One exercise I ask my clients to do is a very quick self check-in once or twice a day. The questions are:
- What energized you today?
- What demotivated you?
- What steps do you want to take now?
My client Sanjay, a second-time startup founder who is in the early stages of building a novel energy company, did this. He knew that in his time at his first startup, he could be moody, and that at times it hindered the progress of the company.
When he got into the habit of a daily self check-in, he saw that what excited him was talking about technology—no surprise there. But he also realized for the first time that dealing with issues he saw as petty demotivated him and that his energy flagged at the end of the day.
Armed with those insights, he tuned his schedule to have technology discussions at the end of the day, to give him something to look forward to. To deal with those “petty” issues—largely, regular management issues—he hired a VP of people. That person helped him think through difficult but necessary topics such as compensation and career paths.
Self-compassion
When you find something very clear in your self-observation scan, sometimes you can simply fix it. But sometimes you identify some nasty gremlins that are whispering not-so-sweet nothings into your ears like, “You really screwed up this time” or “You’re such a fraud.”
Your next step is to take a moment, find perspective, and offer compassion to yourself. You will always have setbacks and times when you fall short of your own or others’ expectations. You may struggle with imposter syndrome—as many high achievers do—or from comparing yourself to others (“Jeff Bezos would never have this problem”).
Recognize that you are human and that everyone has difficult thoughts. Self-compassion helps you get through these tough moments by allowing you to accept and forgive yourself for real or perceived shortcomings. That allows you to have some distance from your feelings and gives you perspective. Research shows that when you have more self-compassion, you are able to work towards mastery more easily, to take on more risk, and to bounce back more quickly from setbacks.
One tool to help you bring more compassion to yourself: Ask yourself how you would feel about your best friend if she were sharing these voices with you? You would probably feel loving to her and offer her support and encouragement. Offer that to yourself.
Self-talk
Now that you’ve identified how you feel and you’ve given yourself permission to feel it, it’s time to do what I call “the turn” and give yourself some nutritious self-talk to take the place of the negative chatter.
When I suggested finding some productive phrases to my client Andrea, the CEO of a financial services startup, she looked at me skeptically and said, “Since when did you turn into Tony Robbins?”

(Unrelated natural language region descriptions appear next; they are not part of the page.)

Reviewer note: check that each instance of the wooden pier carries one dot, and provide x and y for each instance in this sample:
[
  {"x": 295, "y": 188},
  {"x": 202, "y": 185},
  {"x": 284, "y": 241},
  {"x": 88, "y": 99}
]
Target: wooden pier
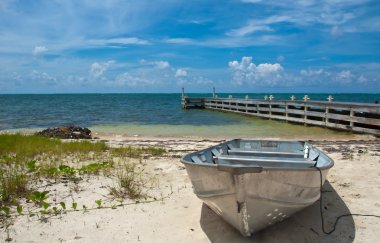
[{"x": 356, "y": 117}]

Although motivational speakers may have given affirmations a bad name, there is actually very rigorous research that proves that motivational self-talk has a positive impact on performance. The science journal Psychology of Sport and Exercise has published numerous studies on using positive self-talk to improve athletes’ results. The effect is so dramatic that 93% of Olympic athletes use positive self-talk and visualization. (And, by the way, Tony Robbins’s work is backed by research, too.)
Once you become aware of your inner dialogue, you can see that you are constantly talking to yourself without being fully aware of it. You already have self-talk inside of you. If it’s negative, you can consciously switch it to positive. Some phrases my clients use are “You can do it” and “Step by step.” Get in the habit also of noticing when you do a great job and compliment yourself on it. I literally say “Good job, Alisa!” out loud when I do something I’m proud of. Think of some phrases and see what works best for you.
To combat your own negative inner voices, three selfs are better than one.
This article first appeared on Inc.com and was republished with permission.